# New FTC Guidelines Apply to Censoring/Deleting Threads?



## ElRay (Mar 17, 2016)

I noticed some threads containing negative reviews of sponsors' products/service disappearing. That definitely seems to violate the intent of the FTC's new social media guidelines, but looking at them, it seems like they clarified restrictions are all regarding information actually pushed-out, and no comments about censoring.

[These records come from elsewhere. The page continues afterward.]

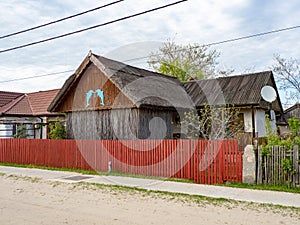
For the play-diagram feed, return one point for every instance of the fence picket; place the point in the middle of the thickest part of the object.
(205, 162)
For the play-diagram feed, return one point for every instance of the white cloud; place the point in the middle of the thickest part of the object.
(193, 21)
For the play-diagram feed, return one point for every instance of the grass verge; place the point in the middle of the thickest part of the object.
(268, 187)
(90, 172)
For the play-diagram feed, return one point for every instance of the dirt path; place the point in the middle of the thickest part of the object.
(29, 201)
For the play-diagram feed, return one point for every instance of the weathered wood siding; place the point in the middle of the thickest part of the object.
(93, 79)
(119, 124)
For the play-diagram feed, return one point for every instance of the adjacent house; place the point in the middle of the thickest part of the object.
(106, 99)
(293, 111)
(26, 111)
(242, 92)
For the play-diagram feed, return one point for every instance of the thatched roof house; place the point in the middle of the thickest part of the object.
(106, 99)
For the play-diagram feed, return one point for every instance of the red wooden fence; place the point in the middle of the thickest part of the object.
(206, 162)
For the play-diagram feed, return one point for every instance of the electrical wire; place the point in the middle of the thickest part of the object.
(210, 44)
(92, 27)
(37, 76)
(59, 20)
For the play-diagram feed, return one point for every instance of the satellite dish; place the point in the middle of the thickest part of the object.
(268, 93)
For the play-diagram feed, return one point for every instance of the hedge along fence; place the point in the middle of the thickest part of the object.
(280, 166)
(206, 162)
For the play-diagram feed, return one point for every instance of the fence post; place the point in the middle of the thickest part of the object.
(249, 165)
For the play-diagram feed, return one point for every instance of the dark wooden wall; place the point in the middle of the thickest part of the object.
(119, 124)
(93, 79)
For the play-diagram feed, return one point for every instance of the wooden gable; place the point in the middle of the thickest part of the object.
(93, 91)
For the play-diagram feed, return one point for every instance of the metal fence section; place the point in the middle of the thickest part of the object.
(279, 166)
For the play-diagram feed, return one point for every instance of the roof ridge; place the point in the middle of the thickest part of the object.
(233, 76)
(29, 102)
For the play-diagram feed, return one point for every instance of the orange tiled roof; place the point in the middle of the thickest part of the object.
(6, 97)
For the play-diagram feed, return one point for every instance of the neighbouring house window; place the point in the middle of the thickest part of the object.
(240, 122)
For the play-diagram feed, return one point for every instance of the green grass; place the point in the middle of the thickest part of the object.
(92, 172)
(236, 185)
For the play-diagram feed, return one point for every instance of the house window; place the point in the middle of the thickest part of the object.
(239, 122)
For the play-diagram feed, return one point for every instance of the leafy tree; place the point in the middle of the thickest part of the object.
(186, 61)
(21, 131)
(212, 123)
(287, 73)
(57, 129)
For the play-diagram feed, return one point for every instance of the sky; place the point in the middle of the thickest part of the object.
(194, 21)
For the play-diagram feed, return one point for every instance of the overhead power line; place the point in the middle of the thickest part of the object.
(92, 27)
(37, 76)
(59, 20)
(210, 44)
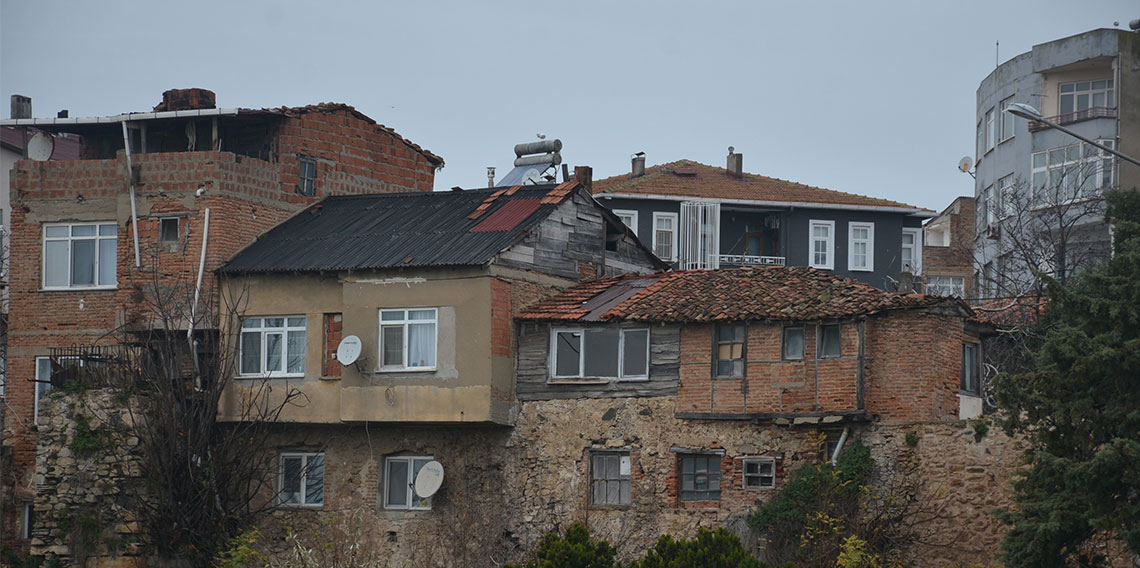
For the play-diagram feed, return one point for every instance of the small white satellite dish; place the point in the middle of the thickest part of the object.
(41, 146)
(965, 164)
(349, 350)
(429, 479)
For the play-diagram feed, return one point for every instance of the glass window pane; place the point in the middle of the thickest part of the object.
(397, 483)
(392, 346)
(83, 262)
(274, 359)
(601, 353)
(634, 358)
(315, 480)
(107, 269)
(55, 265)
(251, 353)
(422, 345)
(295, 351)
(567, 354)
(291, 480)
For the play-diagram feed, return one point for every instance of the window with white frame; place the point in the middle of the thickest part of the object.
(302, 479)
(80, 254)
(1071, 172)
(830, 341)
(665, 236)
(945, 285)
(610, 478)
(861, 246)
(700, 477)
(600, 353)
(911, 250)
(273, 346)
(1007, 201)
(1007, 120)
(407, 339)
(628, 217)
(759, 472)
(399, 489)
(991, 130)
(1084, 95)
(822, 250)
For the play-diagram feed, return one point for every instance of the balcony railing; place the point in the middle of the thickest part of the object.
(1096, 112)
(750, 260)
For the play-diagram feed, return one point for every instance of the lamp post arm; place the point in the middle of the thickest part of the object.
(1101, 146)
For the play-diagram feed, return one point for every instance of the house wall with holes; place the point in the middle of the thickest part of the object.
(71, 289)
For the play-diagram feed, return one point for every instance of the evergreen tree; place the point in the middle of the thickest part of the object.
(1080, 410)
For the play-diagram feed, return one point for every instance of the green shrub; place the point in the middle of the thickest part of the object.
(575, 550)
(711, 549)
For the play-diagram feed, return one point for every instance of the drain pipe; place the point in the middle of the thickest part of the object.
(130, 181)
(839, 447)
(194, 307)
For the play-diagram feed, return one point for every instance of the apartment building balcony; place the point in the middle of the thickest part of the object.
(1096, 112)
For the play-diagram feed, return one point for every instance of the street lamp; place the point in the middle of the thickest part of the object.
(1031, 113)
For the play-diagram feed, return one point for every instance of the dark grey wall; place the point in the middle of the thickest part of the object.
(531, 371)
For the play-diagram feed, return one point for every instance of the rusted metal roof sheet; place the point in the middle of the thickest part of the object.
(387, 230)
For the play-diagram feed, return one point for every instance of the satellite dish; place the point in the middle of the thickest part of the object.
(429, 479)
(965, 164)
(348, 350)
(41, 146)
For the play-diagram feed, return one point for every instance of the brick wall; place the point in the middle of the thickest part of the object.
(245, 196)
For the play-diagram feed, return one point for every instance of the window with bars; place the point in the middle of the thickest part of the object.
(610, 480)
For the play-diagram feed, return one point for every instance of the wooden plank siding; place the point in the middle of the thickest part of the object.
(532, 368)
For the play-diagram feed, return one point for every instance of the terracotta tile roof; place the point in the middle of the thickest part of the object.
(332, 107)
(691, 179)
(772, 293)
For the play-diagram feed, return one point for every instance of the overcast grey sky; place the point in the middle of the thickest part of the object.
(868, 97)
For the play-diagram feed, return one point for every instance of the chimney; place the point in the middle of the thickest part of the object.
(735, 164)
(21, 106)
(584, 175)
(638, 164)
(186, 99)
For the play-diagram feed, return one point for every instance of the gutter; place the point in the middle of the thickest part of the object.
(912, 211)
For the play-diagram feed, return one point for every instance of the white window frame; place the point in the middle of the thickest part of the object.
(265, 331)
(829, 262)
(1007, 121)
(674, 241)
(306, 456)
(758, 461)
(413, 502)
(70, 238)
(869, 266)
(624, 479)
(405, 323)
(581, 354)
(630, 214)
(917, 249)
(1071, 170)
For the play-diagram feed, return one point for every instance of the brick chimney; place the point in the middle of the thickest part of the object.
(186, 99)
(584, 175)
(735, 165)
(21, 106)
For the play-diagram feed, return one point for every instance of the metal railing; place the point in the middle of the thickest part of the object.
(750, 260)
(1096, 112)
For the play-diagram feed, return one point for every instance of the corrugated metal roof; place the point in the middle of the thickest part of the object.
(385, 230)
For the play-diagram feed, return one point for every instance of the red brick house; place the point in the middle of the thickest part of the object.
(748, 362)
(155, 200)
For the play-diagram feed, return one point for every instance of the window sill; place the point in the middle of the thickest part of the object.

Since IANAL, anybody out there have actual experience/knowledge of the finer points? I'd hate to see the site taken down because the censoring/deleting violates FTC guidelines.


----------



## Hollowway (Mar 20, 2016)

Well, that would make me very unhappy (if sponsors are able to pay for preferential treatment in that their negative reviews would disappear). That would make me find little use to be here. It's bad enough with predatory and unethical companies/individuals, and then the "honeymoon period" of new gear. But to never hear a downside? That would suck. And censorship sucks, anyway.


----------



## InfinityCollision (Apr 9, 2016)

*crickets*

Regardless of whether that violates the guidelines or not, I can't help but feel that it's not in our best interests. Could really use a response from Alex here; little bit concerned that he hasn't responded already. I know he's a busy dude with multiple sites to run, but keeping up with this section and responding in a timely manner is still part of the job.

Also noticed that certain threads in this subforum have been deleted without any apparent reason, which is rather odd.


----------



## beneharris (May 10, 2016)

How would that work? A forum is a privately owned entity, with members agreeing to terms. I've always thought things could be deleted for whatever reason that was deemed necessary. *shrug*


----------